We have a rule we live by at Vinomofo: A sale is not a sale when the customer hits the buy button. Nor when they submit their payment details. A sale is a sale when they’re sitting back on the couch, enjoying a glass of the wine they bought.
And by “enjoying”, I mean they’re happy with the way it tastes, they’re happy with what they paid for it, they’re happy with how we got it to them – no buyer’s remorse, 100% happiness guaranteed.
Anything short of that means we haven’t honoured our relationship with that customer. We’ve disappointed them somewhere along the customer experience, and they may not order again. Nor are they as likely to recommend us to their friends.
If we get too excited about that sale at the point the money hits our account, are we going to put as much effort into fulfilment and customer service as we did into driving that click of the buy button? Not likely.
But from our customer’s perspective, clicking that buy button only put them in a state of vulnerability. They’ve given us their money, and they don’t have the goods yet.
This is when they really need us to step up – they need clear communication, they need to know when to expect their wine, and they need reassurance that should anything go wrong – including simply not liking the product – they’ll be looked after.
So important is this way of thinking for us, we do not have a sales department.
We’ve got a customer department, and that includes our content and communications team, our sales team, our fulfilment team and our customer service team.

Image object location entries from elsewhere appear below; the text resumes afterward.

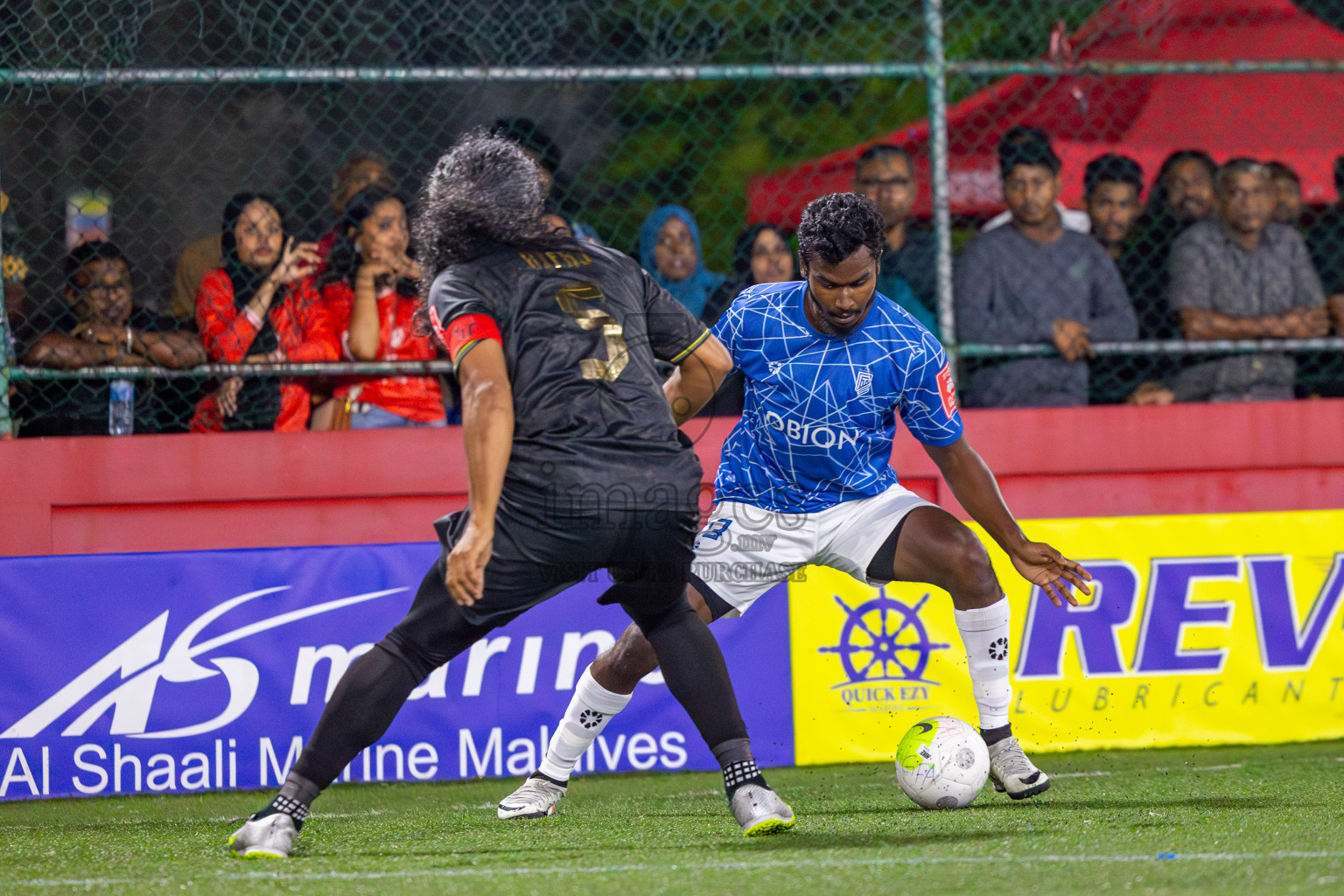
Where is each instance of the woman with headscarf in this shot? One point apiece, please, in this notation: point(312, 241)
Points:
point(260, 308)
point(371, 296)
point(669, 250)
point(761, 256)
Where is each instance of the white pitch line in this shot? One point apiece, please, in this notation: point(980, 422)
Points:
point(674, 866)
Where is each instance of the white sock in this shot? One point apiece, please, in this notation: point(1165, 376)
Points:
point(984, 632)
point(591, 708)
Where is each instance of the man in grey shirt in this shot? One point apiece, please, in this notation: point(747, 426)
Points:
point(1242, 276)
point(1033, 281)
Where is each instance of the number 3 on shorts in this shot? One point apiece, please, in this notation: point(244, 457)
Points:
point(594, 368)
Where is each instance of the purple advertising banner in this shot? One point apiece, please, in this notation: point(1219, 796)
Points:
point(207, 670)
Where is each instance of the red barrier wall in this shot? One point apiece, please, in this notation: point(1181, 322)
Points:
point(263, 489)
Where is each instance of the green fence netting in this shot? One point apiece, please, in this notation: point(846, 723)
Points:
point(137, 120)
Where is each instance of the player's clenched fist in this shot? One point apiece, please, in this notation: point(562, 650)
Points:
point(466, 562)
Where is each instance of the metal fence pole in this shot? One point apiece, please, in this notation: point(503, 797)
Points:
point(5, 422)
point(935, 73)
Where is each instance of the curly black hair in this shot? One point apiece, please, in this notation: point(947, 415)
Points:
point(481, 196)
point(835, 226)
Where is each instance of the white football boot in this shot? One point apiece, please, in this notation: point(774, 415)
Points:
point(269, 837)
point(760, 810)
point(536, 798)
point(1012, 773)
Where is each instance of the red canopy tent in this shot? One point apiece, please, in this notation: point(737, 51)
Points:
point(1294, 118)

Together, they are responsible for the entire customer experience.
How closely do your content, communication, sales, fulfilment and customer service teams work together?
How closely do you think your customers relate those experiences?
How much effort do you put into driving that buy click, relative to everything that comes afterwards?
Here are my tips for changing the way you think about a sale:
1.Define a point in the customer experience when you have truly delivered, from the customer’s perspective.
2.Figure out who in your team is involved in delivering the customer experience to that point
3.Appoint someone responsible for overseeing the entire customer experience
4.Define your benchmark for that customer experience, and communicate them across your team
5.Make sure everyone is working cohesively toward this benchmark, and understands their role in delivering this experience, and the interdependence they have with all teams involved.